Alternative Raw Materials and Methods for Paper

Jordan Sand was a high school senior (class of 2001) at Ellendale High School in Ellendale, North Dakota who had a bright future as an environmental scientist in the making. At 18 years old, having created a number of devices related to the agricultural world, Sand was already proving that innovation can be applied not only by engineers on mechanical devices, but also to solve environmental and economic issues.

Sand’s parents, and grandparents, are farmers, so he was well aware throughout his early life of the importance of plant health and technology to the family business. He began to combine this awareness with an aptitude for science in the seventh grade, when he built a solar distillation device designed to purify water outdoors during the cold North Dakota winters. Later Sand created a solar-heated birdbath that keeps the birds’ water thawed in cold weather.  Both projects were selected to advance to his state science fair.

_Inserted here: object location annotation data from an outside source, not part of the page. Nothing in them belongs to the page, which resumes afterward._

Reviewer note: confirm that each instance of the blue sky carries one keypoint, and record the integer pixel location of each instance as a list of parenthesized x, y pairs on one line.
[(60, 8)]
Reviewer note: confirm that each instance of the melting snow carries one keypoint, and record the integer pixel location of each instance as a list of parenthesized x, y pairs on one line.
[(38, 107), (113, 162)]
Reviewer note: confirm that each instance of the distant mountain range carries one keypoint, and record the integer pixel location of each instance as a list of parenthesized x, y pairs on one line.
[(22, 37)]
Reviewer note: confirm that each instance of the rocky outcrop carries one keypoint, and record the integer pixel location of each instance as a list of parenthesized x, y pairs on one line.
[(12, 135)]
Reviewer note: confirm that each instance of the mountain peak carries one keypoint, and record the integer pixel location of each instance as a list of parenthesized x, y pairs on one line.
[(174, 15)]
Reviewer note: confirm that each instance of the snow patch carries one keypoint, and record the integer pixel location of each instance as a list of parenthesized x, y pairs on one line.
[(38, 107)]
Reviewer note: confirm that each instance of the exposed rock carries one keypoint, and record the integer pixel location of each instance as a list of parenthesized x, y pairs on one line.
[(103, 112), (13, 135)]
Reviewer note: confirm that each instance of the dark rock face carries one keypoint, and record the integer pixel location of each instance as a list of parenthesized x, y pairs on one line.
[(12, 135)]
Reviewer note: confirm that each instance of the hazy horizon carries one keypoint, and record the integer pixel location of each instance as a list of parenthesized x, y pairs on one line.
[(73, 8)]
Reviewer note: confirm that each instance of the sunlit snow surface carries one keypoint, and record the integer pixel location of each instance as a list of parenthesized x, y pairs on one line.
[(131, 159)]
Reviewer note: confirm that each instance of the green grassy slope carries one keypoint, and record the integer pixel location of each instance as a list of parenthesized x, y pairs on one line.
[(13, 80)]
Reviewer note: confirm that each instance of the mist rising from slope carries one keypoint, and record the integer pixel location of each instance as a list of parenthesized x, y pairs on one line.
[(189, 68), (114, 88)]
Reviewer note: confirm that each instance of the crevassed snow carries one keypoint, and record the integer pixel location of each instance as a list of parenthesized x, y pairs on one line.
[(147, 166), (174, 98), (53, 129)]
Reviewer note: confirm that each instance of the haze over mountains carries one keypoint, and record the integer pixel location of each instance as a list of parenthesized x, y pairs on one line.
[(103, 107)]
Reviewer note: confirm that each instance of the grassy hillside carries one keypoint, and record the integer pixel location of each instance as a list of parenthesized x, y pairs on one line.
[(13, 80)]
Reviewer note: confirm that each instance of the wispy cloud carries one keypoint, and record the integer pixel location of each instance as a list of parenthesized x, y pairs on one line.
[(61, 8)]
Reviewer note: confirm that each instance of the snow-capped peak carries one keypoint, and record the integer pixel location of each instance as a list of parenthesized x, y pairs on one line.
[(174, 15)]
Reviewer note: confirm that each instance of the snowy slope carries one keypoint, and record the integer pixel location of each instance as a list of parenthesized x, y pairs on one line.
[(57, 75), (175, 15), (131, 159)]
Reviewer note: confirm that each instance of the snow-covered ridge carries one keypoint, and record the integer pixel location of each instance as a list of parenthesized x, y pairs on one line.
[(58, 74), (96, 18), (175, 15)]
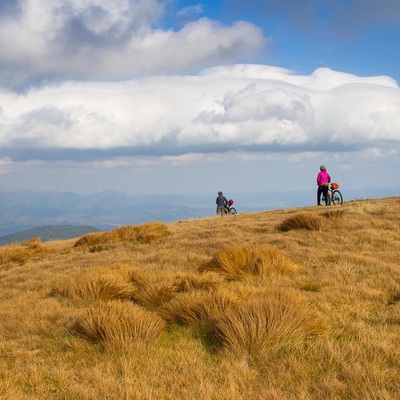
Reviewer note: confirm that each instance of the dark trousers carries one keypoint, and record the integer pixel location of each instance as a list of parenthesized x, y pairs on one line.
[(324, 191)]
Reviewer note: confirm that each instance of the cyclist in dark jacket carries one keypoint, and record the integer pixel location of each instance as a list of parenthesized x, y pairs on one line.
[(221, 203)]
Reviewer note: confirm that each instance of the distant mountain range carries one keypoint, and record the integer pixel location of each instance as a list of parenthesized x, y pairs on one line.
[(22, 210), (48, 233)]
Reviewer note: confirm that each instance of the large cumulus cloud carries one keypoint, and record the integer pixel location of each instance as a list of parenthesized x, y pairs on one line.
[(249, 108)]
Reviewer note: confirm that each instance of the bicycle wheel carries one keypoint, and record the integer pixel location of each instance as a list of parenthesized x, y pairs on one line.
[(328, 200), (337, 197)]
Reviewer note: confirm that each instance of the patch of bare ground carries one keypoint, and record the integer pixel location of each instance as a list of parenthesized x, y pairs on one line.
[(287, 304)]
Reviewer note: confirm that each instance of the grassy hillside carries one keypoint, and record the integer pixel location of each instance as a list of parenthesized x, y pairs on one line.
[(291, 304), (48, 233)]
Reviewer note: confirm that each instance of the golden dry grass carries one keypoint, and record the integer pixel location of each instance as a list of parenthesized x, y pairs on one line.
[(164, 318), (144, 233), (255, 324), (301, 221), (118, 323), (237, 262)]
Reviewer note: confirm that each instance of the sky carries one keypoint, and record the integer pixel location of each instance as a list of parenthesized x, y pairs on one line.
[(173, 97)]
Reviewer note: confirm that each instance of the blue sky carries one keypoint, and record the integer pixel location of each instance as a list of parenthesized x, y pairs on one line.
[(154, 97)]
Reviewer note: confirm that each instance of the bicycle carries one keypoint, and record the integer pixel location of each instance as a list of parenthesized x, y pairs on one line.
[(229, 209), (334, 195)]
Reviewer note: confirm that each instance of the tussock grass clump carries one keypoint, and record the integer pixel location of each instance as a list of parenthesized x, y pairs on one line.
[(161, 289), (150, 232), (237, 262), (15, 254), (301, 221), (188, 282), (21, 253), (118, 323), (145, 233), (261, 321), (197, 306), (97, 284)]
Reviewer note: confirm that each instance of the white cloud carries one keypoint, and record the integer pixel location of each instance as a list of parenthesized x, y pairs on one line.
[(219, 111)]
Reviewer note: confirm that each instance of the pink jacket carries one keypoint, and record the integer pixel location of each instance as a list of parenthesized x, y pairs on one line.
[(323, 177)]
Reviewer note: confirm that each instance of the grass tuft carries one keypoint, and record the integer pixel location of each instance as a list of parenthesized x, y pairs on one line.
[(237, 262), (97, 284), (21, 253), (301, 221), (197, 306), (118, 323), (262, 321), (145, 233)]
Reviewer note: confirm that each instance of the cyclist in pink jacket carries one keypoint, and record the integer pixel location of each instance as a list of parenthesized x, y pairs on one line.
[(323, 181)]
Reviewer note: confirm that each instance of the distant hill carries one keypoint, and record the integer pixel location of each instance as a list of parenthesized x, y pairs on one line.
[(25, 209), (48, 233)]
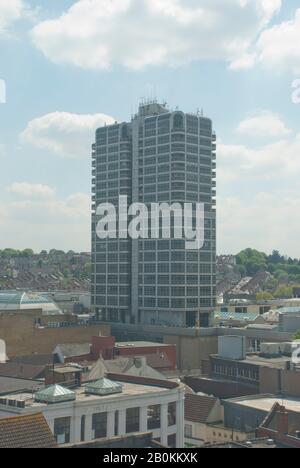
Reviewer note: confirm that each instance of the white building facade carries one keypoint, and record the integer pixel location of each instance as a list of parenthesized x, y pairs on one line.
[(139, 408)]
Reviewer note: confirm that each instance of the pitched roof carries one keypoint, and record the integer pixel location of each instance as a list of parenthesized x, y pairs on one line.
[(23, 371), (29, 431), (55, 394), (198, 408), (104, 387), (70, 350)]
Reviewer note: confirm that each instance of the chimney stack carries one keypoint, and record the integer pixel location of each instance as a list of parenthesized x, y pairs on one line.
[(283, 420)]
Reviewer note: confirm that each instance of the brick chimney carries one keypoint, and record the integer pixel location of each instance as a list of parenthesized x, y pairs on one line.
[(283, 420)]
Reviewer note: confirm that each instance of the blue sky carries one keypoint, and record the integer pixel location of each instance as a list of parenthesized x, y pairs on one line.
[(70, 66)]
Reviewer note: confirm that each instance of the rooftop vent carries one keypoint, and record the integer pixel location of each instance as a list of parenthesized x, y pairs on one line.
[(103, 387), (55, 394)]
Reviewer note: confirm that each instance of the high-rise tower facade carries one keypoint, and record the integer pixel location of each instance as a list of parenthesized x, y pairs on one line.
[(158, 157)]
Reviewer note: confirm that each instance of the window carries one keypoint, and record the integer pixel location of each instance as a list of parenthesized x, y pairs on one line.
[(172, 414), (62, 430), (99, 425), (188, 431), (154, 417), (82, 429), (132, 420)]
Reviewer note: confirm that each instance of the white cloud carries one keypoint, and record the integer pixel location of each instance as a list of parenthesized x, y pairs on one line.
[(64, 134), (27, 190), (98, 34), (264, 221), (10, 11), (279, 159), (47, 223), (263, 124), (278, 46), (244, 62)]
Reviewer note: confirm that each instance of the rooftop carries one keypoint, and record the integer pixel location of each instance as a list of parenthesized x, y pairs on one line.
[(255, 359), (132, 386), (12, 384), (29, 431), (20, 300), (198, 407), (139, 344), (266, 402)]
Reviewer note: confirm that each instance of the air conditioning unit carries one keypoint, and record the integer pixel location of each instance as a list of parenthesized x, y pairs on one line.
[(272, 349)]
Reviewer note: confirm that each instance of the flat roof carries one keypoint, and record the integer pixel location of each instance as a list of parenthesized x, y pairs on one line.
[(129, 390), (256, 360), (266, 403), (139, 344)]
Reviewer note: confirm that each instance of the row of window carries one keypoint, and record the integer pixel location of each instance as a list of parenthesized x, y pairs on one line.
[(62, 426)]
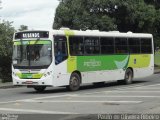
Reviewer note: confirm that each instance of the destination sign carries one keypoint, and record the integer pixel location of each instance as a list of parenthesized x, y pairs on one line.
[(32, 34)]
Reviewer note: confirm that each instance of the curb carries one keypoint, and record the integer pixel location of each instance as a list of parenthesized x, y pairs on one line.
[(10, 84)]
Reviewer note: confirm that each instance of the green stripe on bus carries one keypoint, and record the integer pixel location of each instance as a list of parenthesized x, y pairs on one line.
[(31, 42), (108, 62)]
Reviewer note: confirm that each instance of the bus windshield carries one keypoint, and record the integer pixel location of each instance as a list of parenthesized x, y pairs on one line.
[(32, 54)]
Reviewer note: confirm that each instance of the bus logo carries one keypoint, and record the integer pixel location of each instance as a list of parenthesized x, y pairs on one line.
[(92, 63), (31, 35)]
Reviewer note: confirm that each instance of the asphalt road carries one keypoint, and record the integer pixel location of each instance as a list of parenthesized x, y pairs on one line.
[(141, 97)]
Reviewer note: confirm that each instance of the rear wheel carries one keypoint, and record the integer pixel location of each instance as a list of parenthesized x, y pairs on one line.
[(74, 83), (39, 88), (128, 76)]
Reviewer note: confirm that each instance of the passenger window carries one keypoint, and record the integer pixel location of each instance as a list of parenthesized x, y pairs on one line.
[(134, 45), (60, 49), (146, 45), (92, 45), (121, 46), (76, 45), (107, 45)]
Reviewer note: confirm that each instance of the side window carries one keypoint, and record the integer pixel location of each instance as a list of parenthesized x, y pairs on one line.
[(60, 49), (121, 46), (134, 45), (76, 45), (146, 45), (107, 45), (92, 45)]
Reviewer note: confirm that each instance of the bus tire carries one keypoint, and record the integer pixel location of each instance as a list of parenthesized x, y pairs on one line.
[(128, 76), (39, 88), (74, 83)]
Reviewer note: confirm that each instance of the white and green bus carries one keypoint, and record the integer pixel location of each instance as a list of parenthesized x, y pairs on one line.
[(70, 58)]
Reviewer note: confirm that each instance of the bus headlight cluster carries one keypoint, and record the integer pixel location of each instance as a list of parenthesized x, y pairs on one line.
[(47, 74), (14, 73)]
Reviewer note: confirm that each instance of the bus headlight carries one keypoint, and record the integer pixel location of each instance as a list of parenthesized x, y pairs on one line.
[(47, 74)]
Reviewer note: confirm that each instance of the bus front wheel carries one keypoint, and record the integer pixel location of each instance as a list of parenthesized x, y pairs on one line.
[(39, 88), (74, 83), (128, 76)]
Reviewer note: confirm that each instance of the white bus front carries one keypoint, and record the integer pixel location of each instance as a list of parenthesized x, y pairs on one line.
[(32, 59)]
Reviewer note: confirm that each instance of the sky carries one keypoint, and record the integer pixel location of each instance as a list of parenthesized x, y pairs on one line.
[(36, 14)]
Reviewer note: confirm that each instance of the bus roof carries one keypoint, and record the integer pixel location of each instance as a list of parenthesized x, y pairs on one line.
[(100, 33)]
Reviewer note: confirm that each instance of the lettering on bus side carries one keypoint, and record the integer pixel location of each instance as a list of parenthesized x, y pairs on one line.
[(92, 63), (31, 35)]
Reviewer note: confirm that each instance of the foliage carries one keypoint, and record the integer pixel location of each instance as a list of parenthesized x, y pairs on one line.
[(141, 16), (6, 35), (23, 27)]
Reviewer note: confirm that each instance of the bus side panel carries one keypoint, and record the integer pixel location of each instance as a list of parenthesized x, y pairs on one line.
[(61, 77), (142, 64), (99, 68)]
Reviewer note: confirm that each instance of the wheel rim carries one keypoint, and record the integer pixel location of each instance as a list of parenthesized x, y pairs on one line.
[(74, 82), (128, 76)]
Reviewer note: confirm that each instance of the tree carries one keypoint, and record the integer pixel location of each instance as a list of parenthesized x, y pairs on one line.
[(140, 16), (6, 35), (23, 27), (81, 14)]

As a high school sophomore, Sand began researching ways to help farmers create alternative uses for their crops.  He found that various types of grain straw, such as flax, wheat and corn, and cattails, could be used to make paper.  Using these materials, which are annual plants needing no re-seeding, herbicides or pesticides, to make paper or other products would provide additional income to farmers from crops that would not ordinarily be income-producing, he concluded.

To further his research Sand contacted Ulrike Tschirner, Associate Professor of Wood and Paper Science at the  University of Minnesota, who offered to help Sand by allowing him to work for six days in his laboratory. There Sand experimented with chemicals to pulp, bleach and make paper from corn stalks, cattails and cereal straws. Soon after, Sand was selected to attend the International Science and Engineering Fair in Philadelphia.

As winner of the 2000 Lemelson-MIT Invention Apprenticeship for high school students, Sand was given the opportunity to work for a short period with Ashok Gadgil, a senior scientist for the Lawrence Berkeley National Laboratory, a U.S. Dept. of Energy laboratory managed by the University of California. Dr. Gadgil, who conducted research on drinking water disinfection, indoor air pollutants and energy efficiency opportunities, served as Sand’s Invention Mentor on an environmental project that the two designed together.

Sand says he believes his papermaking concept is economically feasible on a global scale. He is also especially interested in helping to improve the general public's perception of genetically engineered crops and foods. Said Sand, "I would just like to see what really needs to be done and try and figure out how to make it better."